Howard told parliament he had telephoned Iraqi Prime Minister Ibrahim al-Jaafari to thank him and to promise Australian troops would remain in Iraq until their job was completed.
Iraqi troops, with some assistance from US forces, liberated him yesterday from his captors in Ghazaliya, one of the most dangerous Sunni Arab neighbourhoods of Baghdad.
Wood’s brothers said they were overwhelmed when Australian Foreign Minister Alexander Downer phoned to tell them the news.
“We’ve had our big ups and downs. I think I’ve cried more since Doug was released than when he was captured,” Vernon, 62, said. “It’s an overwhelming letting go that’s taken us by storm.”
When the emotions settle, the family said it will plead with Wood, the second oldest of four brothers, to leave Iraq, where he has worked as a self-employed contractor for more than a year.
“It’s too early to push those types of lines,” Vernon said. “He’s more interested in football and beer.”
The family said they still planned to make good on an offer to make a charitable donation to an Iraqi cause.
“We always had strong ethical difficulties with paying a ransom. That’s partly why early on we made an offer to make a charitable donation,” Malcolm said.
He still shied away from condemning his brother’s kidnappers.
“It is not possible to hate,” he said. “You do not know the people.

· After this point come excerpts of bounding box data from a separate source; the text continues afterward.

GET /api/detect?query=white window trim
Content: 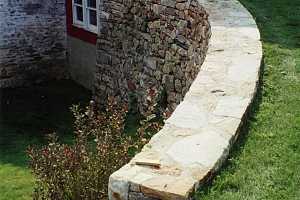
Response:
[72,0,100,34]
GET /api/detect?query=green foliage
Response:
[28,93,164,200]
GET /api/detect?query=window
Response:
[73,0,99,33]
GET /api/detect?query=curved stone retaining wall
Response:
[109,0,262,200]
[95,0,210,111]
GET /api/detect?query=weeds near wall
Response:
[28,90,161,200]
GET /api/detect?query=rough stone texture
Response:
[0,0,66,88]
[109,0,262,200]
[67,35,96,90]
[95,0,210,111]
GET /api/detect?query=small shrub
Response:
[28,92,160,200]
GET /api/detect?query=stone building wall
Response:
[95,0,211,110]
[0,0,66,88]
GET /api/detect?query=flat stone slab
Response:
[109,0,262,200]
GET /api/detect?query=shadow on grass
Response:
[0,81,91,167]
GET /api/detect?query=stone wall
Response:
[0,0,66,88]
[95,0,211,111]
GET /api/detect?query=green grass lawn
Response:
[0,81,139,200]
[0,81,91,200]
[196,0,300,200]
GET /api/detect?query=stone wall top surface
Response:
[109,0,262,200]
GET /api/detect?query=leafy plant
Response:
[28,91,164,200]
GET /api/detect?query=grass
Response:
[196,0,300,200]
[0,81,90,200]
[0,81,139,200]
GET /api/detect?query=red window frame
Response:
[66,0,97,45]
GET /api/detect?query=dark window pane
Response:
[74,0,82,5]
[88,0,96,8]
[89,10,97,26]
[76,6,83,21]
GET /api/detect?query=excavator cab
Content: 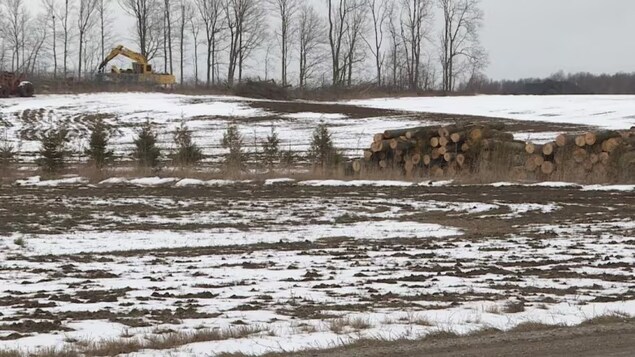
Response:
[97,46,176,86]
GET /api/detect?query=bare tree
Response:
[327,0,355,86]
[298,4,324,88]
[438,0,483,92]
[401,0,432,90]
[364,0,390,87]
[59,0,73,77]
[77,0,98,79]
[42,0,57,78]
[119,0,163,60]
[268,0,300,86]
[97,0,112,59]
[24,14,49,73]
[223,0,265,86]
[0,0,30,71]
[344,0,367,87]
[388,3,401,87]
[195,0,225,87]
[179,0,194,85]
[163,0,174,73]
[189,14,202,87]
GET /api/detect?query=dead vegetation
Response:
[0,326,264,357]
[360,122,635,183]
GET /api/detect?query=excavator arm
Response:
[98,45,150,73]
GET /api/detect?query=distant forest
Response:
[461,72,635,95]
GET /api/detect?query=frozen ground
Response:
[0,182,635,356]
[348,95,635,129]
[0,93,424,160]
[0,93,600,162]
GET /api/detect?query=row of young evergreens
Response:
[0,119,342,174]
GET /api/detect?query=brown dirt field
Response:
[266,320,635,357]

You cannot quite understand them.”
Wood’s wife and daughter in America were overjoyed at the news, Malcolm said.
Howard said Wood verified his identity to liberators by answering a so-called “proof-of-life” question, telling them the name of the family’s pet bulldog in the 1950s: Monty.
Howard said Wood was lucky, considering that few of the many hostages taken in Iraq had been rescued.
“Mr Wood must have a guardian angel. He is very lucky,” Howard said. “It is a miracle he’s been released.”
Downer said a “crucial intelligence tip-off” led troops to the house where Wood was captive. A gunfight ensued but no one was injured, Downer said.
Downer told parliament that Wood would leave Iraq sometime today for an undisclosed location in the Middle East.
Wood was abducted in late April. A militant group calling itself the Shura Council of the Mujahedeen of Iraq released a DVD on May 1 showing him pleading for Australia to withdraw its 1,400 troops from Iraq.
Video images released several days later showed him with a shaved head and a black eye, suggesting he had been beaten.
Brian Cook of the Geelong Cats said the team will grant Wood a lifetime membership to honour his devotion to the team.
Now the freed hostage wants just one more thing: his hair to grow back.
“He also joked that he had not liked his last haircut,” Malcolm said.